De conformidad con el artículo 27 del Código Disciplinario de la FIFA, la Comisión Disciplinaria de la FIFA decidió suspender por un período de prueba de un (1) año la ejecución de la suspensión automática de un partido impuesta en virtud del artículo 66.4 del Código Disciplinario de la FIFA y del artículo 10.5 del Reglamento de la Copa Mundial de la FIFA 26™. Dicha suspensión de la ejecución se decidió teniendo en cuenta todas las circunstancias específicas del incidente y las pruebas disponibles.
En virtud del artículo 27 del Código Disciplinario de la FIFA, la Comisión Disciplinaria de la FIFA tiene la facultad discrecional de suspender la ejecución de cualquier medida disciplinaria, siempre que no esté relacionada con la manipulación de partidos, circunstancia que, por supuesto, no se presentó en este caso. Cabe añadir que la aplicación del artículo 27 del Código Disciplinario de la FIFA no constituye un precedente inédito, ya que decisiones similares se han adoptado anteriormente durante las eliminatorias de la Copa Mundial de la FIFA 2026™.
Ni el Código Disciplinario de la FIFA ni el Reglamento de la Copa Mundial de la FIFA 26™ contienen disposiciones que impidan a la Comisión Disciplinaria de la FIFA ejercer la facultad discrecional prevista en el artículo 27 del Código Disciplinario de la FIFA. El ejercicio de dicha facultad es plenamente compatible con los principios generales que rigen la determinación de la sanción disciplinaria aplicable conforme al artículo 25 del Código Disciplinario de la FIFA.

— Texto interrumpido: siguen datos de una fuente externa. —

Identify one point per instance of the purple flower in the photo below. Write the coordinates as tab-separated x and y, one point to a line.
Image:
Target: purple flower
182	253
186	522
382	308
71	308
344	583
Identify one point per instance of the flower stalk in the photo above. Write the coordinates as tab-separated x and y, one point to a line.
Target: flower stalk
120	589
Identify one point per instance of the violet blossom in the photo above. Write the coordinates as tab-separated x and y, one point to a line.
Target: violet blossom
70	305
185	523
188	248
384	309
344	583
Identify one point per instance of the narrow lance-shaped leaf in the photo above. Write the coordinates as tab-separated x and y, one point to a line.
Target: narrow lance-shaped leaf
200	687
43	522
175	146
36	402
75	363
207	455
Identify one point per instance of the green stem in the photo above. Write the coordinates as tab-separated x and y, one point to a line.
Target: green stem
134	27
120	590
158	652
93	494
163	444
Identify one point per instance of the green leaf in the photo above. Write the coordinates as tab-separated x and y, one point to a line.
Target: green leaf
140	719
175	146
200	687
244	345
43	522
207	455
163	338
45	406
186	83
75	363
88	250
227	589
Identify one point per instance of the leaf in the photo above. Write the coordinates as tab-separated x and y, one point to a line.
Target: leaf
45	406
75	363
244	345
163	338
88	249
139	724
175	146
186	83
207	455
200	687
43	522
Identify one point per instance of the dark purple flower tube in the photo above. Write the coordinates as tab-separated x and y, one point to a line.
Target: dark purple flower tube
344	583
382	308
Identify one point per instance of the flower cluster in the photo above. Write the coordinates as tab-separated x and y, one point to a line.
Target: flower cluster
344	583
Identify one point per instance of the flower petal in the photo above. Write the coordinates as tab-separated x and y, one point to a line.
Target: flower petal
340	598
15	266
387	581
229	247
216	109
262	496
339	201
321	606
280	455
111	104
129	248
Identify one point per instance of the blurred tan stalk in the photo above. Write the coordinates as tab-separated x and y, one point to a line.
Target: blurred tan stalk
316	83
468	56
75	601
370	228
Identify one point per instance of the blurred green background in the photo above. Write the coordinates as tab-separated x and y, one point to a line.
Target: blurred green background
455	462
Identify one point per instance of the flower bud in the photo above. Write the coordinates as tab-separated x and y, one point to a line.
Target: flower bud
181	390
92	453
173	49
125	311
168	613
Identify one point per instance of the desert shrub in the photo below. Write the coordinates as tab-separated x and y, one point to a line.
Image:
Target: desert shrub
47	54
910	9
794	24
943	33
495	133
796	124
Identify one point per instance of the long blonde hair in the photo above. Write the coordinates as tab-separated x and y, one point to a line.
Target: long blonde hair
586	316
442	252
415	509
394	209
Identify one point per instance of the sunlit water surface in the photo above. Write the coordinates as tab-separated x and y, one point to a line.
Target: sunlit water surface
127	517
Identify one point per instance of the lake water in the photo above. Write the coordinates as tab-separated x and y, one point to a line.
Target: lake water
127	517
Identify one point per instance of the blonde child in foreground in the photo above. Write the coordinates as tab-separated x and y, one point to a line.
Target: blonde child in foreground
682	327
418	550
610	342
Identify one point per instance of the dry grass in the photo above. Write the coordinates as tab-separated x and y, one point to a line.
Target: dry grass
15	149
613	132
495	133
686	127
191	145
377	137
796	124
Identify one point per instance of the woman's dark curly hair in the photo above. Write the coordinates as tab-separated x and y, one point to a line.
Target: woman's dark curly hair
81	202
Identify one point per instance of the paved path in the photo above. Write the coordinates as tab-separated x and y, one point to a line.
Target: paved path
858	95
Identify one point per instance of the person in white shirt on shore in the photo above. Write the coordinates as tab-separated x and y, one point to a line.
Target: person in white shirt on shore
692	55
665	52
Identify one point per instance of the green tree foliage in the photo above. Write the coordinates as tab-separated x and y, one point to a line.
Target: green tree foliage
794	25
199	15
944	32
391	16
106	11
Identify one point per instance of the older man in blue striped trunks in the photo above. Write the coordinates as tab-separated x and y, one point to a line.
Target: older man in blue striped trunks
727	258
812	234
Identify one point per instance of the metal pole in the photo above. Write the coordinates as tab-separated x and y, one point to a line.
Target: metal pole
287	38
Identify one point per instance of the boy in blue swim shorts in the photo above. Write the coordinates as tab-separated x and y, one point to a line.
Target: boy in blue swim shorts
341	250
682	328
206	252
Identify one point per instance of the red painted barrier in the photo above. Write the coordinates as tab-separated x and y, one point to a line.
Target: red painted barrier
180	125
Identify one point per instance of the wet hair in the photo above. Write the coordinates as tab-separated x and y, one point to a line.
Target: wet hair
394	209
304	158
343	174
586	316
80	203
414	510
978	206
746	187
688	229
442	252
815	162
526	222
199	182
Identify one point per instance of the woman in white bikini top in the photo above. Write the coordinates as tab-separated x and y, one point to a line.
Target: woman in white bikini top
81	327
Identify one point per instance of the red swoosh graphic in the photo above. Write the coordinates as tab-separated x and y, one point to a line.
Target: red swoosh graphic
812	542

Revisar las consecuencias jurídicas de las tarjetas rojas en el fútbol no es algo nuevo en el fútbol moderno. Por ejemplo, en la mayoría de las ligas de máxima categoría pertenecientes a asociaciones miembro afiliadas a la UEFA, la revocación de tarjetas rojas es una medida disciplinaria habitual, y ello nunca ha suscitado preocupación por haber cruzado alguna «línea roja». Además, conviene reiterar que, en la decisión objeto de análisis, la tarjeta roja no fue revocada. Suspender los efectos de una tarjeta roja con base en una disposición expresa de la normativa aplicable constituye una medida mucho más equilibrada».